Vector databases store and search mathematical representations of meaning. That’s it. The hype around them is enormous, but the core concept is straightforward.
What Are Embeddings?
Embeddings convert text (or images, audio) into arrays of numbers — typically 384 to 3072 dimensions. Similar meanings produce similar vectors. “The cat sat on the mat” and “A feline rested on the rug” will have nearly identical embeddings despite sharing no words.
from openai import OpenAI
client = OpenAI()
def create_embedding(text: str) -> list[float]:
response = client.embeddings.create(
model="text-embedding-3-small",
input=text
)
return response.data[0].embedding
def similarity_search(
query: str,
index: list[dict],
top_k: int = 5
) -> list[dict]:
query_vec = create_embedding(query)
scored = []
for doc in index:
score = cosine_similarity(query_vec, doc["embedding"])

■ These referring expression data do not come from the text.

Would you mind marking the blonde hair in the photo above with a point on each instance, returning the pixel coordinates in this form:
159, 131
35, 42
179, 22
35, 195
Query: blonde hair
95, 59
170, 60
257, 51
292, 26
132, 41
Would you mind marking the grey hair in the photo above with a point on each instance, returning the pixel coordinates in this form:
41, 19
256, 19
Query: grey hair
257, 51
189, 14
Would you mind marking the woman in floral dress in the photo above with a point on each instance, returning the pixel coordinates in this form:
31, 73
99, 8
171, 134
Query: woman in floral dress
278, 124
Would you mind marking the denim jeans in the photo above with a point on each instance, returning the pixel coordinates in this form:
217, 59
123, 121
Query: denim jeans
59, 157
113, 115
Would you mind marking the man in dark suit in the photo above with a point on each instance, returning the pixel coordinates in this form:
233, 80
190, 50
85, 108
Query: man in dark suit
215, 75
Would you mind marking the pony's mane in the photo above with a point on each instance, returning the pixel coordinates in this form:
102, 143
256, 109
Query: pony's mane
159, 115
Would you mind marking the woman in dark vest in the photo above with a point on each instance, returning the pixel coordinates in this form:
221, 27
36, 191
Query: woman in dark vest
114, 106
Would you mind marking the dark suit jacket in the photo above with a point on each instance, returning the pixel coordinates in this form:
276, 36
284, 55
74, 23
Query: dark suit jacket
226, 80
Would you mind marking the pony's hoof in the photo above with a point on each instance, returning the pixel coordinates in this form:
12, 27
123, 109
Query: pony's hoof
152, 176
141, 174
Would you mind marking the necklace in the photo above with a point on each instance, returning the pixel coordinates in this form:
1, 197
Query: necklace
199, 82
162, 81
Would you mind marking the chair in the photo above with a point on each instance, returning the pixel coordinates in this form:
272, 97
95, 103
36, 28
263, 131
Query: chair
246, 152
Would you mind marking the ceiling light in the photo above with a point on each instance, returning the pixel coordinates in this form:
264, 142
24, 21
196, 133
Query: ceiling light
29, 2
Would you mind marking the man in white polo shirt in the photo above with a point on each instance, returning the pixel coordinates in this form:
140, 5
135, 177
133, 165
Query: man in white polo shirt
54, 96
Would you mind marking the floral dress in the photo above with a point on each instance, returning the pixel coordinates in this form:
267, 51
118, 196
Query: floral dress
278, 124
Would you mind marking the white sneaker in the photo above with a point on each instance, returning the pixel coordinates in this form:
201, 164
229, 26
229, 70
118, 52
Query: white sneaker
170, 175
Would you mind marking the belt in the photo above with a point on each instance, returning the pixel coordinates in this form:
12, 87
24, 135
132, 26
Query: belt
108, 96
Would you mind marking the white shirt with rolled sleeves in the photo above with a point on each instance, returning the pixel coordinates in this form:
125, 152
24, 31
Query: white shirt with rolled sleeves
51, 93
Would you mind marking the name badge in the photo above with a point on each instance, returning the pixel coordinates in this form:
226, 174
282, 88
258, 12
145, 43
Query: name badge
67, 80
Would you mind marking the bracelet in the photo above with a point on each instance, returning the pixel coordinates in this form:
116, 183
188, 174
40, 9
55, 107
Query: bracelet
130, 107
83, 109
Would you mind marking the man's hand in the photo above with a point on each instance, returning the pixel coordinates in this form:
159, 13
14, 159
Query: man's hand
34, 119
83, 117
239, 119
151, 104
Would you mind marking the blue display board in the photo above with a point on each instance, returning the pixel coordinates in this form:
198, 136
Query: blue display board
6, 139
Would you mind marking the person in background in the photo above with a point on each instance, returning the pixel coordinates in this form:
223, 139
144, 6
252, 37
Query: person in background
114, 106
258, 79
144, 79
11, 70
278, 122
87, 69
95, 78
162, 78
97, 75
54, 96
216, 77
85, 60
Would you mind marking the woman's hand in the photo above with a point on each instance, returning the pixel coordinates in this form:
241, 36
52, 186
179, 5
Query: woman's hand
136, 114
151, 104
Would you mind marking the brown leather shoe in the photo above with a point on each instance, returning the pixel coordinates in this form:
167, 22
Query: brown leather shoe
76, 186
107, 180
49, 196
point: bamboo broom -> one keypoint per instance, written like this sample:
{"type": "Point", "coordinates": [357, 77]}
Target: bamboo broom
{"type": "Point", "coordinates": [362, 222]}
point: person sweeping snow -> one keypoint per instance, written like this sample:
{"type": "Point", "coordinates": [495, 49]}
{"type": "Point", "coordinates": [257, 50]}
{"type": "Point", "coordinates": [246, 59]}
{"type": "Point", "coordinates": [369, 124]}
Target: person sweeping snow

scored.append({**doc, "score": score})
return sorted(scored, key=lambda x: x["score"], reverse=True)[:top_k]
Do You Actually Need One?
| Feature | Traditional DB | Vector DB |
|---|---|---|
| Exact match | Excellent | Poor |
| Semantic search | Impossible | Excellent |
| Filtering + search | Great | Improving |
| Cost per query | Low | Higher |
| Maturity | Decades | Years |
When to Use What
If you’re building semantic search, recommendation systems, or RAG pipelines, you need vector search. But consider starting with pgvector in PostgreSQL before reaching for a dedicated vector database. The operational overhead of a new database is significant, and PostgreSQL handles most workloads fine up to millions of vectors.
The right question isn’t “which vector database?” — it’s “do I need vector search at all?”